Odpady z plastiku. Czy osiągnęliśmy punkt bez odwrotu?

O tym, że plastik można znaleźć absolutnie w każdym zakątku Ziemi, wiemy od dawna. Co gorsza, wszystko wskazuje na to, że aktualne tempo produkcji tworzyw sztucznych wywoła efekty, których odwrócenie będzie już niemożliwe.

Plastik nas zaleje?
Plastik nas zaleje?
Źródło zdjęć: © Getty Images | Anadolu Agency

08.07.2021 18:43

Zalogowani mogą więcej

Możesz zapisać ten artykuł na później.
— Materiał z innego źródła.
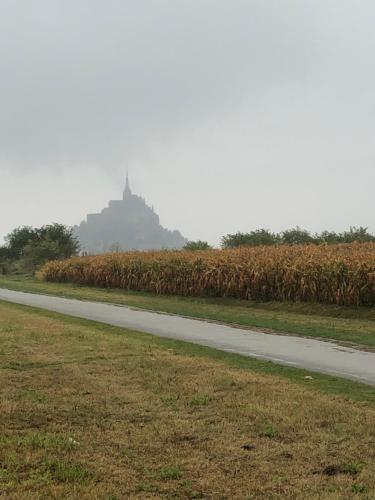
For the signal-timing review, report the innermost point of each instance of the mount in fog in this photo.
(127, 224)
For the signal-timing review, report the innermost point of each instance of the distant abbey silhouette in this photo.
(127, 224)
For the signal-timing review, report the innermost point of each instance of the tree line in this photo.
(295, 236)
(27, 248)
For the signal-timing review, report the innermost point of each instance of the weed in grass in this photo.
(170, 473)
(47, 441)
(67, 472)
(200, 400)
(144, 487)
(269, 432)
(359, 488)
(351, 468)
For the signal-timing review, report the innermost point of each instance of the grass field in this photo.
(352, 325)
(96, 412)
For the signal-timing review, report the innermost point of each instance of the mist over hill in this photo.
(127, 224)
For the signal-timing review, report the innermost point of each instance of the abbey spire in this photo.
(127, 190)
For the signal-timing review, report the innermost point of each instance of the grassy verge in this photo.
(92, 411)
(354, 325)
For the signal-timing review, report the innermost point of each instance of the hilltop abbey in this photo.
(127, 224)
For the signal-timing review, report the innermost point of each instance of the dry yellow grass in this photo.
(333, 274)
(92, 413)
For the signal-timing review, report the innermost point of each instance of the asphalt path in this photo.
(314, 355)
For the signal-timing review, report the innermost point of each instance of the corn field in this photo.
(336, 274)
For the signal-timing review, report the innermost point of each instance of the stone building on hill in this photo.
(127, 224)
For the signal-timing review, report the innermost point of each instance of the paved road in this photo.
(315, 355)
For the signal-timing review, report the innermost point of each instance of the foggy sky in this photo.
(229, 114)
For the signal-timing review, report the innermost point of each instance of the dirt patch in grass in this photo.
(87, 413)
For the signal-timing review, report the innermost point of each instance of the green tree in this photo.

Znajdziesz go potem na swoim koncie użytkownika

W ciągu jednego roku do jezior, rzek, mórz i oceanów, trafiło globalnie 23 miliony ton plastiku – i liczba ta będzie w najbliższym czasie tylko wzrastać. W nowej publikacji na łamach Science, czworo naukowców ze Szwecji, Norwegii i Niemiec ostrzega, że taki stopień zanieczyszczenia odciśnie już trwałe piętno na ekosystemach, a obecne działania na rzecz ograniczenia emisji odpadów są niewystarczające.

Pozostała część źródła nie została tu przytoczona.